For many years, decades in fact, we have been told that pyramiding is caused, at least in part, by too much protein in the diet. I've talked to a few very experienced tortoise keepers and most of them agree that the average tortoise out there probably does not get ENOUGH protein. We've all be programmed to be anti-protein for so long, that in my opinion, we've gone too far. Let my adult tortoises be an example. 12 year old male sulcatas at 48 and 41 pounds. There are six year olds on this forum bigger than that. They most certainly did not get too much protein growing up. In fact they got almost none except what was in their weeds, grass, cactus and leafy greens.

This is one reason why I've jumped on the Mazuri bandwagon. It ensures that they get some proper protein. Not too much, but at least some. Its a good way to deliver it too.

Now I'm not suggesting we start feeding chicken and dog food to our torts, I simply saying we may have gone too far in our quest to eliminate protein from the tortoise diet.

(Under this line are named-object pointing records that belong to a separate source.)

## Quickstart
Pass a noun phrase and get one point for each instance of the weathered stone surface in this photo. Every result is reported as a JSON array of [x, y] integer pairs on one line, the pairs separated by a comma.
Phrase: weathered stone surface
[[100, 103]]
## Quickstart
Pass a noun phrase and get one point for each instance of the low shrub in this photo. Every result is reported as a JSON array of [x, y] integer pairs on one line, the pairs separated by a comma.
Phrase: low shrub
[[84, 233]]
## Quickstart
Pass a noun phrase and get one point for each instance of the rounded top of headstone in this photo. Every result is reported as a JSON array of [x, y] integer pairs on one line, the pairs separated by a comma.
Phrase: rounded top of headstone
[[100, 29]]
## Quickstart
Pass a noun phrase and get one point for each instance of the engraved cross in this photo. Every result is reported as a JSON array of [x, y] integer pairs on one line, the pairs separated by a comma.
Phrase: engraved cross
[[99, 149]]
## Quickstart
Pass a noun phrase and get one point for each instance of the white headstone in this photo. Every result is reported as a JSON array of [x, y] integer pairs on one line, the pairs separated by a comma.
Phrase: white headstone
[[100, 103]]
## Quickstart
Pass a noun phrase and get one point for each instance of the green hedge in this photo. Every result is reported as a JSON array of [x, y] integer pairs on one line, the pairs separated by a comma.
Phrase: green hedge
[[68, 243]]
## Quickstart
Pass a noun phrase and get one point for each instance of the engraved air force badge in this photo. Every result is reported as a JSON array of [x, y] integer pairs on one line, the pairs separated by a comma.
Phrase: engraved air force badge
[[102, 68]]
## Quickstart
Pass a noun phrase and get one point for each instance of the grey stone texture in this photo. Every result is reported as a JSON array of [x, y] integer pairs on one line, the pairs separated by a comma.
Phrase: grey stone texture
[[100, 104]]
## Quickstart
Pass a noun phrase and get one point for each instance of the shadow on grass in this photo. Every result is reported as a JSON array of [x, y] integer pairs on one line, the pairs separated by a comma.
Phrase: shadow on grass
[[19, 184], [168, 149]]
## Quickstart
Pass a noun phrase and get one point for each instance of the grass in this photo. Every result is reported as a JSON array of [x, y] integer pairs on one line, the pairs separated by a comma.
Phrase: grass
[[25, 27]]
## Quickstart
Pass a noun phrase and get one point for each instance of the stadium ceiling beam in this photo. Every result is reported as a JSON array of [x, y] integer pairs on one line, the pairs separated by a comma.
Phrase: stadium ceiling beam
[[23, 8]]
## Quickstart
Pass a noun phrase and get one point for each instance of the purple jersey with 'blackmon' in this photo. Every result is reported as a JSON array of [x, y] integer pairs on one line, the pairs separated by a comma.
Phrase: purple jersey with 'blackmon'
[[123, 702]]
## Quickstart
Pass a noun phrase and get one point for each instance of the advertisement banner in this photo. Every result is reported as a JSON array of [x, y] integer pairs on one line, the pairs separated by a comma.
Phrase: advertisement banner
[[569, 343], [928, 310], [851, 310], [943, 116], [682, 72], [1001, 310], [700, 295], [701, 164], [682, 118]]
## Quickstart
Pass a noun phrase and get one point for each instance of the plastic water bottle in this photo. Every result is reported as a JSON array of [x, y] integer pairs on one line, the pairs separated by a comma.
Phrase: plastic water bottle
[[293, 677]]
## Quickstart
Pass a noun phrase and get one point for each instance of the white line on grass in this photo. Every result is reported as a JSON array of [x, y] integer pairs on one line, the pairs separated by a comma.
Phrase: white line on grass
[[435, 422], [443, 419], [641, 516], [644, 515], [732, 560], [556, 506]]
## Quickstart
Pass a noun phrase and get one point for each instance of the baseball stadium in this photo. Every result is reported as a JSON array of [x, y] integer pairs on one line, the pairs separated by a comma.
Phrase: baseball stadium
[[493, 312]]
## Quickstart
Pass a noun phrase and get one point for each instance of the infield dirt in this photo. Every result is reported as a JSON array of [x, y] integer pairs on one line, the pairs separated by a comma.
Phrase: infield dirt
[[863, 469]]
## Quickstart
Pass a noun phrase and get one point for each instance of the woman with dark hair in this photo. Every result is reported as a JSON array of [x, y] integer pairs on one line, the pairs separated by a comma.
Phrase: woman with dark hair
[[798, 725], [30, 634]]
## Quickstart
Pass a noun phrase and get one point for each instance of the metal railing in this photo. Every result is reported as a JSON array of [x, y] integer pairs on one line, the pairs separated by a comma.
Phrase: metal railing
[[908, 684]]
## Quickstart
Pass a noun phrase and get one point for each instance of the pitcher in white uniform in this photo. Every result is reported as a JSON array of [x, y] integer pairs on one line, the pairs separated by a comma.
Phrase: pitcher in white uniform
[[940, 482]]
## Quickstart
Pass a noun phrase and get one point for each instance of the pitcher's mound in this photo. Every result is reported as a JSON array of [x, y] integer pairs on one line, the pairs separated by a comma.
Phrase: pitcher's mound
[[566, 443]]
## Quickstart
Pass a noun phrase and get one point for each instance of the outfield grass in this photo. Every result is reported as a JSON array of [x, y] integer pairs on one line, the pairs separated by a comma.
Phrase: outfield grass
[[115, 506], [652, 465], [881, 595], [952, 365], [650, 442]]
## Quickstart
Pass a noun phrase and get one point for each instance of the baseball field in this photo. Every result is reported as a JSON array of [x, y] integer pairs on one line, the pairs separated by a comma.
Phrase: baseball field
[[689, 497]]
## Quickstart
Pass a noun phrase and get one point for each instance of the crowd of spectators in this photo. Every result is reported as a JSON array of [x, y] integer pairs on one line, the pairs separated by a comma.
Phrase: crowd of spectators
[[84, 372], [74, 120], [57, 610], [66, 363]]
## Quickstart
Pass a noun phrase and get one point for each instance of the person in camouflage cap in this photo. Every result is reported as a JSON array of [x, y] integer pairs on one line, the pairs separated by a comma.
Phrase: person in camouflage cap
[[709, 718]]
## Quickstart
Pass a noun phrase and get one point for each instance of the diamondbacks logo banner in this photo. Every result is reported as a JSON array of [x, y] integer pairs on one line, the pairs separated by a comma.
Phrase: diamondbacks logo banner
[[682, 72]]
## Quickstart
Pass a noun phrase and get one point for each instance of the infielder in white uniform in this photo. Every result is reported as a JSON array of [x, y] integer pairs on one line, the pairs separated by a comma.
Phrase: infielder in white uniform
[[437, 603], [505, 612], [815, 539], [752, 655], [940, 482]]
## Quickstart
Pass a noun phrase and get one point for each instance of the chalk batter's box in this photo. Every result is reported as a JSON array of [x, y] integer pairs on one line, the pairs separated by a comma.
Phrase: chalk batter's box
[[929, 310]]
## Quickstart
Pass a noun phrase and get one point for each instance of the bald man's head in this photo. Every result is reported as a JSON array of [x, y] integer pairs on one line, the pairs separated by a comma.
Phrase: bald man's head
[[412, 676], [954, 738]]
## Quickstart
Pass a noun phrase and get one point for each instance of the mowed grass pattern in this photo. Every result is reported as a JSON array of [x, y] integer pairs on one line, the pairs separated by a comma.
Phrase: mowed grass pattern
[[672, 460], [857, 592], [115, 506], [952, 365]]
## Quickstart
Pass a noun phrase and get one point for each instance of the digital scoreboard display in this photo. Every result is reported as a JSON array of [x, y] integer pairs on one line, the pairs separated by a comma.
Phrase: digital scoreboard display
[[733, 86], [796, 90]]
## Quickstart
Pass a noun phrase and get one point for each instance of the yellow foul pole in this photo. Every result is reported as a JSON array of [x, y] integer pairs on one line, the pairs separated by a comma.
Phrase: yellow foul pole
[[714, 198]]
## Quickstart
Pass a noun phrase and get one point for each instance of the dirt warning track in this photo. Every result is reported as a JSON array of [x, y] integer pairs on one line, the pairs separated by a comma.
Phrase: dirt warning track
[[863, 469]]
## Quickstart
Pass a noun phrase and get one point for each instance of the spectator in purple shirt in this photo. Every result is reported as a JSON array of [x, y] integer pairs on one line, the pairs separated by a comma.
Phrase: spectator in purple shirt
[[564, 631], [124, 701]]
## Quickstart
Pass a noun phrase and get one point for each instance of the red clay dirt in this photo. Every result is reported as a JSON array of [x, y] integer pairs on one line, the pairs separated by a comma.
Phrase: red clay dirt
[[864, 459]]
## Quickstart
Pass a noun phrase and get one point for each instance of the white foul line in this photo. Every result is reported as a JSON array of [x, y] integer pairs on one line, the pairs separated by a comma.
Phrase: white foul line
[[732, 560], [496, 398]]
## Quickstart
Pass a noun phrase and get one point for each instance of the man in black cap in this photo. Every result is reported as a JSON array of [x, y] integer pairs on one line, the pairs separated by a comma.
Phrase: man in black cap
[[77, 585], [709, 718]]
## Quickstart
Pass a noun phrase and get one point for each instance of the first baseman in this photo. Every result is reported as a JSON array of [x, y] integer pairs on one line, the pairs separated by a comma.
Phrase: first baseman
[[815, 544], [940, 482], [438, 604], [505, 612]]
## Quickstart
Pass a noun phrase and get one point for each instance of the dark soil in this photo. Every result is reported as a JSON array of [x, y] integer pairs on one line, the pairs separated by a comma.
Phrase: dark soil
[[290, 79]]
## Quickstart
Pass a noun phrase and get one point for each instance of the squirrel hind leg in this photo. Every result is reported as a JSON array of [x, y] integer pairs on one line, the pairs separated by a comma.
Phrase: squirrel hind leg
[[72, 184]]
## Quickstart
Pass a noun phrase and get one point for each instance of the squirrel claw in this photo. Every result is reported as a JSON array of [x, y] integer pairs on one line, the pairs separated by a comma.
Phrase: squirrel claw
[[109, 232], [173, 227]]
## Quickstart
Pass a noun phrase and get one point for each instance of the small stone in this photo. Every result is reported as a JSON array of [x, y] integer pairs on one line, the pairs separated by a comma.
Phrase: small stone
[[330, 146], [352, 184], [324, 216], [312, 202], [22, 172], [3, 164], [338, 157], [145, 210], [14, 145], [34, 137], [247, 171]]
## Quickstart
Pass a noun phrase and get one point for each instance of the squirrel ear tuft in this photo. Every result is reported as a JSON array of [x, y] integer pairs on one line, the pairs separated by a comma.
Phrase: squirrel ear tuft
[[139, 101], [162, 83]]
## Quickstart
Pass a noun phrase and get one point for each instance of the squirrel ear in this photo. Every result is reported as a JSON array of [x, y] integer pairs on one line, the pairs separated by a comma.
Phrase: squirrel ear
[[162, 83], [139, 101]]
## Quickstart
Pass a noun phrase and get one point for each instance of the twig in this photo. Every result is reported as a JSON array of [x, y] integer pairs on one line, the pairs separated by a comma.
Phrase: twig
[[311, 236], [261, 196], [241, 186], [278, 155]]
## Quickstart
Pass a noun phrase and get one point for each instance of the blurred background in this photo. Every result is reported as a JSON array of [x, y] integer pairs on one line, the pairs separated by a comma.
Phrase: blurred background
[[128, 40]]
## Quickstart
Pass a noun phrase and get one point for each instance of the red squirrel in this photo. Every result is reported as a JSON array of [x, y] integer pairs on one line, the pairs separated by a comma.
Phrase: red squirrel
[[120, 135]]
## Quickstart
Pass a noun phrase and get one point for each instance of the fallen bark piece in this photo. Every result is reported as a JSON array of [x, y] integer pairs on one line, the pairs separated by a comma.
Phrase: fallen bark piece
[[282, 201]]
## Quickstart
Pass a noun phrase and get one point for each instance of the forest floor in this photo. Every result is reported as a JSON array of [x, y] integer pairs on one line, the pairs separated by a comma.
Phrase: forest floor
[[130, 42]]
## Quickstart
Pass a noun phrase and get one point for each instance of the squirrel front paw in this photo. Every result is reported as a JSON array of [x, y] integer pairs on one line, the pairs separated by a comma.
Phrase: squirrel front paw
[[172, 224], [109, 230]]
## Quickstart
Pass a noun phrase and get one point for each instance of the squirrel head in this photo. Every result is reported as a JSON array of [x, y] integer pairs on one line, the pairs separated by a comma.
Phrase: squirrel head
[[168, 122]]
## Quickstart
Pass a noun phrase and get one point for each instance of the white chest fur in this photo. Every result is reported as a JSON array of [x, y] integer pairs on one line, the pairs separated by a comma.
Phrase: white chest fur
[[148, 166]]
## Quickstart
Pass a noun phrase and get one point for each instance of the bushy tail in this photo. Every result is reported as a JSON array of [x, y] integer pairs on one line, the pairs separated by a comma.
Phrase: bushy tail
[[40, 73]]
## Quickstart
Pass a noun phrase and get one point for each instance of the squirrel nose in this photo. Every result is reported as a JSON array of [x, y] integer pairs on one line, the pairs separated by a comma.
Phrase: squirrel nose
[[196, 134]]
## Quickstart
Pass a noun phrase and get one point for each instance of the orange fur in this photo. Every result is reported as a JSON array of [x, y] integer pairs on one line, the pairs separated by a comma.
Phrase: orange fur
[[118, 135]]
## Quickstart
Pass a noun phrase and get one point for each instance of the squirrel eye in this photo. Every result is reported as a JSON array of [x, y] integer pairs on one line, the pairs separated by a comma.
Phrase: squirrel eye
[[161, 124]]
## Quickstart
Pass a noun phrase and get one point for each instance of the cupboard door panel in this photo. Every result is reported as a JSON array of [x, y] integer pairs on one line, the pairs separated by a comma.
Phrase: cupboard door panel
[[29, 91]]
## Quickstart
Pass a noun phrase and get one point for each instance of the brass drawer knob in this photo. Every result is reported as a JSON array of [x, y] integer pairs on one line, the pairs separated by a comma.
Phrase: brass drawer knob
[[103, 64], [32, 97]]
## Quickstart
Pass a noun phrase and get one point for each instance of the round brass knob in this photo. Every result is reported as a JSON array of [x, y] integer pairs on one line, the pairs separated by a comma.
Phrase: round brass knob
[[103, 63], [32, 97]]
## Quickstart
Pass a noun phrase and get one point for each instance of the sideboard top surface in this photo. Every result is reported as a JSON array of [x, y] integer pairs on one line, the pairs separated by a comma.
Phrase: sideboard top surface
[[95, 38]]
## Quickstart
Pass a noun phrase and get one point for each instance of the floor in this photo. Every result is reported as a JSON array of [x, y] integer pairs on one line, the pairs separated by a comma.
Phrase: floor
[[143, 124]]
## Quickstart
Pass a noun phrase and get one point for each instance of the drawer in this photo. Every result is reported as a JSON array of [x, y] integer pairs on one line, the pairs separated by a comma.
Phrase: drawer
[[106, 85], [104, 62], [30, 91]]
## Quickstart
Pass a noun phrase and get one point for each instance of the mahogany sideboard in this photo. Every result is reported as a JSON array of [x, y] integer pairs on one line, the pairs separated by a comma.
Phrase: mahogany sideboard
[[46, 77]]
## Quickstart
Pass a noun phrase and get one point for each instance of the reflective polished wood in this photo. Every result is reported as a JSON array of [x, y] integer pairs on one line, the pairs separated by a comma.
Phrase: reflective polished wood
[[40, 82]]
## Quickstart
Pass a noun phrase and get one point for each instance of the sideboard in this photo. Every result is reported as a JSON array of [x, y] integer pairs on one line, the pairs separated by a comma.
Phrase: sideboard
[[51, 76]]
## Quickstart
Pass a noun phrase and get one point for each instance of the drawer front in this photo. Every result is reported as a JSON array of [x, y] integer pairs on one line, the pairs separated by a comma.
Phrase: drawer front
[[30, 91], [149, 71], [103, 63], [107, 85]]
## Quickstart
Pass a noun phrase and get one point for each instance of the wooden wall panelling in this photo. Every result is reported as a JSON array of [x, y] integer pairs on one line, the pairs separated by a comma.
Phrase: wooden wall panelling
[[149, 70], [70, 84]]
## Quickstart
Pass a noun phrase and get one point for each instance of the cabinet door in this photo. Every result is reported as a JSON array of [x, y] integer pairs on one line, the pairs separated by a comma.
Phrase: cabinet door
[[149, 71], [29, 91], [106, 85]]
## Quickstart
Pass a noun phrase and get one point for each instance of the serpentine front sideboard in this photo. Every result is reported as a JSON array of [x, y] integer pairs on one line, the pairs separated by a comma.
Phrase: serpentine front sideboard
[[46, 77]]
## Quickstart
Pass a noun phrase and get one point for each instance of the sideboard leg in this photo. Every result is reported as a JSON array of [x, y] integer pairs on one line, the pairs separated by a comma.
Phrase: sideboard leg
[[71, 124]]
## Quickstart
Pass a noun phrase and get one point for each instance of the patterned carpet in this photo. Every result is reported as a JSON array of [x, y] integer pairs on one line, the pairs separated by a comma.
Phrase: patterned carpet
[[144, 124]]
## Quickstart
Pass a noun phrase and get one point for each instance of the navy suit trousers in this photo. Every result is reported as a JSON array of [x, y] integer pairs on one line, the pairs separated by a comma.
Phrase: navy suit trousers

Did I ever mention the story of the gopher hunting sulcata here in CA or the finch hunting wild Galop?


----------



## chadk (Sep 17, 2010)

Mine seem to be growing like weeds - off of my weeds. We have a lot of clover (a legume), which is pretty high in protein compared to the other grass and weeds they eat. Dozer went from 35lbs to 50lbs in a year. Don't know if that is average or what, but I would guess higher than those fed just hay and spring mix...


----------



## Annieski (Sep 18, 2010)

From my reading, I was under the impression that the protein content found in grasses, weeds, scrub-brush, and various leafy greens[turnip,collard, dandelion] is dependant on two things; 1. old or new growth-- 2. wet or dried Nutrient Analysis of Replacement Turtle and Tortoise Foods - Darrell M. Senneke. This is printed on the WCT website. [I'm having a problem getting the link into this post]. Because I had no experience with reptiles before Mortimer---I researched "herbivor" mammals[horses and cows] to try to find the connection of the "protein quality". Different grasses and hays are used in different quanties for the best resulting "feed" for the time of year and growth cycle of the animal. This is where I thought that the "excess" protein came from-- if the food that was made available to the tortoise was not "varied" enough, and the Other vitamins and minerals necessary for a "balanced" diet were not being supplied because of the " too high in protein" foods being removed[just like the thought of eliminating spinach-- all animals with red blood cells need a source of iron]. I don't see the need or the logic in feeding a Herbivor--"animal protein", when the protein requirement is met by a varied "green diet".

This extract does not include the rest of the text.